Tarek venait de ranger sa flèche dans son carquois et de passer son arc en bandoulière. Désarmé face au monstre il n’avait pas d’autre choix que de fuir. Détalant sans crier gare sur sa droite, il cria au nain :
- Au chariot ! et disparu dans les fourrés pendant que le nain partait en Courant sur la gauche. Dans l’intervalle, l’énorme bête avait bondit. Elle atterri à l’endroit précis où les deux compagnons se trouvaient une seconde plus tôt. Lançant un hurlement à glacer les sangs, il se jeta à la poursuite de Tarek pendant que la louve valide partait aux trousses de Fumerol.
Arrivé le premier au chariot, Tarek, blanc comme un linge et suant à grosses gouttes grimpa et s’empara des rênes. Courrant comme un dératé, Torn arriva quelques secondes après lui et sauta in extremis à l’arrière alors que son compagnon lançait le cheval au galop.
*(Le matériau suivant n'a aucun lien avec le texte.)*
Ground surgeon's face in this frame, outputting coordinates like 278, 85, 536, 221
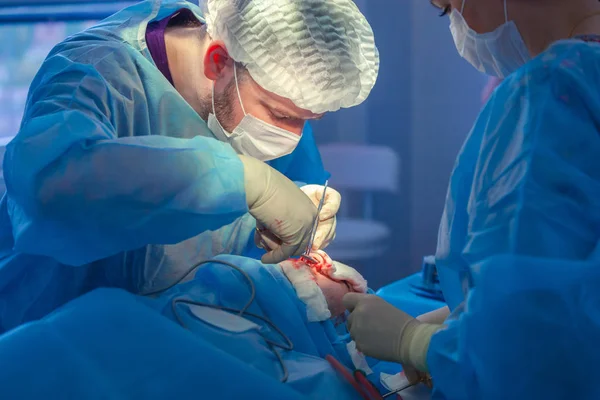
201, 44, 323, 135
430, 0, 513, 33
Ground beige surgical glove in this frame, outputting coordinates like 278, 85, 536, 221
344, 293, 442, 372
239, 155, 317, 264
402, 306, 450, 383
300, 185, 342, 250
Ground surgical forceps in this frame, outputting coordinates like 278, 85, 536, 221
302, 180, 329, 264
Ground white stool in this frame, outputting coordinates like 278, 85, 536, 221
319, 144, 400, 265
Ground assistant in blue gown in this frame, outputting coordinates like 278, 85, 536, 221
427, 40, 600, 399
0, 1, 327, 333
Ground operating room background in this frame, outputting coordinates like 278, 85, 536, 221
0, 0, 486, 288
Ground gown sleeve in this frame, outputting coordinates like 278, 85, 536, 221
428, 45, 600, 399
4, 49, 248, 265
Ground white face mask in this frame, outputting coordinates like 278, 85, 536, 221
208, 64, 301, 161
450, 0, 531, 78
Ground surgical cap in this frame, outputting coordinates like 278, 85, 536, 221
204, 0, 379, 114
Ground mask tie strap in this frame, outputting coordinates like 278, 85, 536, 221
233, 61, 248, 116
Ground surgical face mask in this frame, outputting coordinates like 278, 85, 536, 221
450, 0, 531, 78
208, 64, 301, 161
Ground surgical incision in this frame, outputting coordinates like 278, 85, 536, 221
280, 250, 367, 318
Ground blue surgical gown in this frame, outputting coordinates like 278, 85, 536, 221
427, 40, 600, 400
0, 1, 326, 332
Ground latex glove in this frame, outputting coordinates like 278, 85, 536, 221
300, 185, 342, 250
402, 306, 450, 383
254, 185, 342, 251
344, 293, 441, 372
239, 155, 317, 264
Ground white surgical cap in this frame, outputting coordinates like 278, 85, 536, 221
205, 0, 379, 114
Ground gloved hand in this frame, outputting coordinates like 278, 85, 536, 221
254, 185, 342, 251
402, 306, 450, 383
344, 293, 441, 372
300, 185, 342, 250
239, 155, 317, 264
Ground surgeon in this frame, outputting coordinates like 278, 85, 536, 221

Les loups avaient cessé la poursuite depuis bien longtemps, mais les vaillants aventuriers continuèrent à pousser leur cheval pendant plusieurs lieues encore.
- Fuir devant un loup ! que la honte soit sur moi ! fulminait le nain, pendant que son ami s’esclaffait et se tordait de rire à l’avant.
- Maître nain, votre hache aurait pu servir de cure-dent à cet animal !
- Elle pourrait aussi servir à effacer ce sourire narquois que je vois sur ton visage ! Toi aussi tu as fuit je te le rappelle !
- C’était par charité, pas par couardise voyons !
Et le nain continua de grogner comme se devait de le faire tout nain qui se respecte jusqu’à ce que le chemin sorte de la forêt et qu’ils débouchent au crépuscule sur une vaste plaine verdoyante, avec, planté au sommet d’une grande colline escarpée, un château fort aux nombreuses tours crénelées, toutes surmontées d’un unique étendard représentant un bouclier pourpre transpercé de deux lances. Les hautes murailles semblaient bien gardées, et l’unique chemin d’accès serpentait autour de la colline, passant à de multiples reprises sous les murs bardés de défenses. Le pont-levis était relevé ce qui était naturel à la tombée de la nuit, et beaucoup de fenêtres étaient déjà illuminées.
- Le Castel de HautMont ! nous y voilà enfin ! dit Tarek dans un souffle.
- HautMont, c’est le seigneur dont tu m’as parlé, celui dont tu fus l’écuyer pendant un temps ?
- C’est bien lui. J’espère qu’il se souviendra de moi…
Et pendant que la lune faisait son apparition dans le ciel encore teinté de rose et que les premières étoiles commençaient à scintiller sous la voûte, les deux compagnons entamèrent la montée vers la demeure du seigneur Hultar de HautMont.